Last week I had the honor—along with a group of former and current participants of Minnesota Council of Nonprofits (MCN) Leadership Institute—of meeting Jan Masaoka, Editor-In-Chief of Blue Avocado and self-proclaimed “contrarian.” The discussion was lengthy around what Jan critiques as “drive-by volunteering” –the quick, one time opportunities that can result in a supervisorial nightmare, and in the end often don’t contribute the high-level skills the organization could really use.
The next day I attended the Redefining Philanthropy session at the MCN’s Leadership Conference, which featured various groups in town attempting to make giving of time, money, and expertise accessible to all. (I admit that you’ll probably see me at their next “party with a purpose.”) But with my mind still on drive-by volunteering, I couldn’t help but wonder whether drive-by philanthropy is helping or harming the nonprofit sector?

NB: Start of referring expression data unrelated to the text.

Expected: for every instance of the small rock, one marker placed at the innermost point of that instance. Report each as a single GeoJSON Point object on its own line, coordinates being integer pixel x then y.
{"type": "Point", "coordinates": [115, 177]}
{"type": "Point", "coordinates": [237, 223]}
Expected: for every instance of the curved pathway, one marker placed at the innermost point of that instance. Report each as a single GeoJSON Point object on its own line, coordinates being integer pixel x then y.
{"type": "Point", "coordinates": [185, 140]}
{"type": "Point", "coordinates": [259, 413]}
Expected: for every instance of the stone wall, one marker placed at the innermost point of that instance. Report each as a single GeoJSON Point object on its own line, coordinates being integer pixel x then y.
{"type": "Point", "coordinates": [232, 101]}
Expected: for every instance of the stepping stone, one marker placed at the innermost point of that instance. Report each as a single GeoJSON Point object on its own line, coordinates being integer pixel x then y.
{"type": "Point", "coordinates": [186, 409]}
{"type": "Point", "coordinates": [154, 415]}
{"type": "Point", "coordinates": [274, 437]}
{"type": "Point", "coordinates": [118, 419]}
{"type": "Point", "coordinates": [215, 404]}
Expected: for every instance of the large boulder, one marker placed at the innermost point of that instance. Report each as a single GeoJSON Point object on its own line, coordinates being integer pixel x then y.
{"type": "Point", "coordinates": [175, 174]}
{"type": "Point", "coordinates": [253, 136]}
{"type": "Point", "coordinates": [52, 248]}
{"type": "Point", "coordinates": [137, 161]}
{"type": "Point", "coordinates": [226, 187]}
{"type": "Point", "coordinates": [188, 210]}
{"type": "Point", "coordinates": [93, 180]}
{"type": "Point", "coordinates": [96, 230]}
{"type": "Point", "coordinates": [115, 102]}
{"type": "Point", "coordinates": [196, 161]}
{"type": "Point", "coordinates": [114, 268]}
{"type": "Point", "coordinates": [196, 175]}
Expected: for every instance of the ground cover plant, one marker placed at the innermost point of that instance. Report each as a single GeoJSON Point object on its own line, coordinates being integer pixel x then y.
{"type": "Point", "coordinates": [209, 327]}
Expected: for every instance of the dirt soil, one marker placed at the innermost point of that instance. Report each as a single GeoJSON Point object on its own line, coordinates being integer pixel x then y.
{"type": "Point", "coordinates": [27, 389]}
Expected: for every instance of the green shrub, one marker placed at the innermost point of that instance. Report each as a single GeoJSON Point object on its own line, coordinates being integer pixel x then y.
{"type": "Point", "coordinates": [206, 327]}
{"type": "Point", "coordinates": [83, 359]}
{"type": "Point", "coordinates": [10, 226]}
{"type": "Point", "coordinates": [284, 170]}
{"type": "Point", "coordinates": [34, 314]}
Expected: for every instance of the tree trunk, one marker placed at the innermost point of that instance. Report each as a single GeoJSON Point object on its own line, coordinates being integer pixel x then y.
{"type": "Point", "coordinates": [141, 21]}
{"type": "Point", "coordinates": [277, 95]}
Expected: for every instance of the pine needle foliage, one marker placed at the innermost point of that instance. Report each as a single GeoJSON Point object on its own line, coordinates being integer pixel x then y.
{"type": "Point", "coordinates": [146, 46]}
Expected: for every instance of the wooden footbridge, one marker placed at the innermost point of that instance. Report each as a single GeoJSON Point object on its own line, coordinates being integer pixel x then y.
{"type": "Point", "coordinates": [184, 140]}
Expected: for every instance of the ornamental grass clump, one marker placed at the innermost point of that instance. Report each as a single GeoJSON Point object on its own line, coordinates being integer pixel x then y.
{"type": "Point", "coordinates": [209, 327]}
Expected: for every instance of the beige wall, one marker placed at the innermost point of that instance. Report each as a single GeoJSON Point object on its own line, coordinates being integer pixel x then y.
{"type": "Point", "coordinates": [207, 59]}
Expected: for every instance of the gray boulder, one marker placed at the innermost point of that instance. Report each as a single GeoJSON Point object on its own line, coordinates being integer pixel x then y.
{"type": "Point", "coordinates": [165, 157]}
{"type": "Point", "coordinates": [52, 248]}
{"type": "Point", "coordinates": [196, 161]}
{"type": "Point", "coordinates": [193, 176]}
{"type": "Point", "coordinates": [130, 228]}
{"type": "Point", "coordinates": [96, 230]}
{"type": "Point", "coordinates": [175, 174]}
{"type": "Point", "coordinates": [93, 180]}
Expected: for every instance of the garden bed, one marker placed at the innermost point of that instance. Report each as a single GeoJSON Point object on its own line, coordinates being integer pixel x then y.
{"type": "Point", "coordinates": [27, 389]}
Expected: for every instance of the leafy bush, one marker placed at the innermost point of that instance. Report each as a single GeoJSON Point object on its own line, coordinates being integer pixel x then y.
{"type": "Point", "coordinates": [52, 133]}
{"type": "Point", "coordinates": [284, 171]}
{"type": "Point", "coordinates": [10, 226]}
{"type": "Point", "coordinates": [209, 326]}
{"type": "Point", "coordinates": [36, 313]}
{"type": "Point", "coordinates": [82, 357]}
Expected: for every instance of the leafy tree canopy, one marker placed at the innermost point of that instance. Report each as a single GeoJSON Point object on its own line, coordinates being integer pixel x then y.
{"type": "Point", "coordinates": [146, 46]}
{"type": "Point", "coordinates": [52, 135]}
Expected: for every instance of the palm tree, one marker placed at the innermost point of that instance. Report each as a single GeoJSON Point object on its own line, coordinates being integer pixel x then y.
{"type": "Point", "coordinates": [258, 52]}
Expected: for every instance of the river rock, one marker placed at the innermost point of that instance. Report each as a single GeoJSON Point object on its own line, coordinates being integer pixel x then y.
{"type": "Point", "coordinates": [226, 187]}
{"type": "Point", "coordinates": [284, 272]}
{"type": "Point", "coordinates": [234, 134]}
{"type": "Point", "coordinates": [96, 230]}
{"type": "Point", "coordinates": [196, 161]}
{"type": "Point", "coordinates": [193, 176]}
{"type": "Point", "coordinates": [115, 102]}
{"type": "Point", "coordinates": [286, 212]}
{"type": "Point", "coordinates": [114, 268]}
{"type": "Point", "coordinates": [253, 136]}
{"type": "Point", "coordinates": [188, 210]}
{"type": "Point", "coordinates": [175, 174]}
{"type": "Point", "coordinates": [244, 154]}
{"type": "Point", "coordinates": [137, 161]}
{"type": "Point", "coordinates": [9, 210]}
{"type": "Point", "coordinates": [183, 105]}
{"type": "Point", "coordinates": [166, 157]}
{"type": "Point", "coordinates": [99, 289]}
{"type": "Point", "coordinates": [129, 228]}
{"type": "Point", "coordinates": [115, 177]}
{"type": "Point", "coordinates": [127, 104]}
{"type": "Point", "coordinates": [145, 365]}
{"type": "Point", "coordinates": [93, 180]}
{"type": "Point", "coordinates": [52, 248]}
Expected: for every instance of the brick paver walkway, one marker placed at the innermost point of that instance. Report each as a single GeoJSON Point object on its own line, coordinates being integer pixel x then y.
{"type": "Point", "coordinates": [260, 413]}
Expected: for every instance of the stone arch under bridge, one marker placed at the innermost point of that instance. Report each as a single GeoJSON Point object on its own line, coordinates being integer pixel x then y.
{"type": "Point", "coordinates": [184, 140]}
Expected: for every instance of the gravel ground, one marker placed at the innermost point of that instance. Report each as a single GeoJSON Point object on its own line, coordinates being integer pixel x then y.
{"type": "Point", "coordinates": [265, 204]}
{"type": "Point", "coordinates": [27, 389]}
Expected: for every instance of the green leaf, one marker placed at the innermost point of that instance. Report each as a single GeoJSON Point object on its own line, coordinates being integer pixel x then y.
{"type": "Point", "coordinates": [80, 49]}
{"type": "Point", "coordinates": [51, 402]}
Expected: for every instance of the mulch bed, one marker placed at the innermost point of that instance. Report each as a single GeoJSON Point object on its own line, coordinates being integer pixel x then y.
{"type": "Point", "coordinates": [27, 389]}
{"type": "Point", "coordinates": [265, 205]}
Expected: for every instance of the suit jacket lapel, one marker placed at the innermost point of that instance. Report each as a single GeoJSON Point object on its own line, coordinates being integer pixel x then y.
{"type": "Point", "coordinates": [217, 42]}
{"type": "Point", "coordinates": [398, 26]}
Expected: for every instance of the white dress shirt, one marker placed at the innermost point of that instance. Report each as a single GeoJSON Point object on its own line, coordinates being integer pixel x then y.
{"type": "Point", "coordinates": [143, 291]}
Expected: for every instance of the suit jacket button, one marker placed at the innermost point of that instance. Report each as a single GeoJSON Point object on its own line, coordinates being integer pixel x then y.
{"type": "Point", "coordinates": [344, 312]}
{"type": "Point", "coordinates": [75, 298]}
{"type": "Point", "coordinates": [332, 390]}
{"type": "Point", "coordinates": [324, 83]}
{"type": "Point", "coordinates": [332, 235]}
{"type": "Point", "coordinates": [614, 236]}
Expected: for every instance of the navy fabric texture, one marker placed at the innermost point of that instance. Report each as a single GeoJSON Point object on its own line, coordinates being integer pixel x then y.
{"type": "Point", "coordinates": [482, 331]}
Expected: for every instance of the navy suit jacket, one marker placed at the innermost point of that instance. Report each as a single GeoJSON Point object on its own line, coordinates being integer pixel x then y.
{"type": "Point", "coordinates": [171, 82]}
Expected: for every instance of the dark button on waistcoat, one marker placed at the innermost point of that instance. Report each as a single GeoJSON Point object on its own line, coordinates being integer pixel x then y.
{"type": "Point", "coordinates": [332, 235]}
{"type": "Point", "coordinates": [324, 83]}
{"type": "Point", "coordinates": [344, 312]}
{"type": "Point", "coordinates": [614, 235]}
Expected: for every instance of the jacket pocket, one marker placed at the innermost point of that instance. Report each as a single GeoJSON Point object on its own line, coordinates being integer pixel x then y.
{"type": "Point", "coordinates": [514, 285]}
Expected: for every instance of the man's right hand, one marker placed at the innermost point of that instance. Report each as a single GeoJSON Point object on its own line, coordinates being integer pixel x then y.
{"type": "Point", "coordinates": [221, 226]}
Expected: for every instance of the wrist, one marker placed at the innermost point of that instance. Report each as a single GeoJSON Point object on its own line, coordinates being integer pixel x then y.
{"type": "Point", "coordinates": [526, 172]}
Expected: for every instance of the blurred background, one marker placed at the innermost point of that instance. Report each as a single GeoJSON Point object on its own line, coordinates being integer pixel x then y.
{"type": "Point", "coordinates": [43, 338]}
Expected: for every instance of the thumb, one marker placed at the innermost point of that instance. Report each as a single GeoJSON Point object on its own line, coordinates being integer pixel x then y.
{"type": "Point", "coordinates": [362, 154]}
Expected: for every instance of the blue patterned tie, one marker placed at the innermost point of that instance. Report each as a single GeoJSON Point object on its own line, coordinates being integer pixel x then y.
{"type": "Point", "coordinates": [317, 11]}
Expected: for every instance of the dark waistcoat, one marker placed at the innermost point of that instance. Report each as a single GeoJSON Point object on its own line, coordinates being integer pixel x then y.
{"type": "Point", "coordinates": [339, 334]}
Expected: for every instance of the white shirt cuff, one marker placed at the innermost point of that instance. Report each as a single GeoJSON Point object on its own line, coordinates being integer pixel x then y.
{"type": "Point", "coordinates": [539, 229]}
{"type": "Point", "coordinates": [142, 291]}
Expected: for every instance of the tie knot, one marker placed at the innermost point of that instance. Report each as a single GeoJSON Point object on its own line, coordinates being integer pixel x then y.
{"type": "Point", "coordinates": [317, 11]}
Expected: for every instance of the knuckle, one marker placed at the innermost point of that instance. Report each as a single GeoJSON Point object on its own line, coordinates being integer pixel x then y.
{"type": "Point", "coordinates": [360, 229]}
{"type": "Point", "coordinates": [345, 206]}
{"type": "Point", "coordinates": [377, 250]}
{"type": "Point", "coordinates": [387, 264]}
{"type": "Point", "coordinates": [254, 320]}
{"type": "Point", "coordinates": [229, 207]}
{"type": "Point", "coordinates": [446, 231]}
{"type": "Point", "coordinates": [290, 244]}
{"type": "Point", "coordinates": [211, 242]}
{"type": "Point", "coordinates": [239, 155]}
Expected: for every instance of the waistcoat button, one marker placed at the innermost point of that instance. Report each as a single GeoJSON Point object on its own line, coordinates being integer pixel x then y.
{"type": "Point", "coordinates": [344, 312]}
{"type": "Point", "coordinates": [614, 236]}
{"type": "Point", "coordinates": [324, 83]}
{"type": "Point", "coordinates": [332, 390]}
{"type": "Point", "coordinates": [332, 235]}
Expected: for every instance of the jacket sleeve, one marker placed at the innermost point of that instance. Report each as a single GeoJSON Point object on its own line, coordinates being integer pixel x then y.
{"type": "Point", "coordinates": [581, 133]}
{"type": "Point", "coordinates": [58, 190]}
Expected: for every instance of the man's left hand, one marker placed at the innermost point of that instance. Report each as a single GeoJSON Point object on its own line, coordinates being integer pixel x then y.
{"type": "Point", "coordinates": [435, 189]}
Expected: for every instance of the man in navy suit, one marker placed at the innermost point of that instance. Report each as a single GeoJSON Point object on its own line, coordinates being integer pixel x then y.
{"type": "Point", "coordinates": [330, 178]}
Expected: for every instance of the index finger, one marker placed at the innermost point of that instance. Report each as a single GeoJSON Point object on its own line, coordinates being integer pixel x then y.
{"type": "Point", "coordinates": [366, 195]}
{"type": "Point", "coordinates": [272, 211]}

We Gen Ys have grown-up on fast food drive-thrus. It was definitely the answer on my family and high school road trips. But is all that drive-thru, fast fix mentality manifesting itself in our approach towards community involvement? Are we getting obese on our own shallow, nutrient-weak approaches to giving back? Or is the explosion of quick, one-time volunteer and giving opportunities just what we need to get more people involved in the health and well-being of their communities?
Maybe the answer lies somewhere in the gray space between, but with new volunteer matchmaking sites and apps emerging, it seems to me these are the questions we should be asking. Right now the slow food movement is slowing down drive-thrus across America. Do we need a similar community involvement movement that reorients us toward deeper engagement?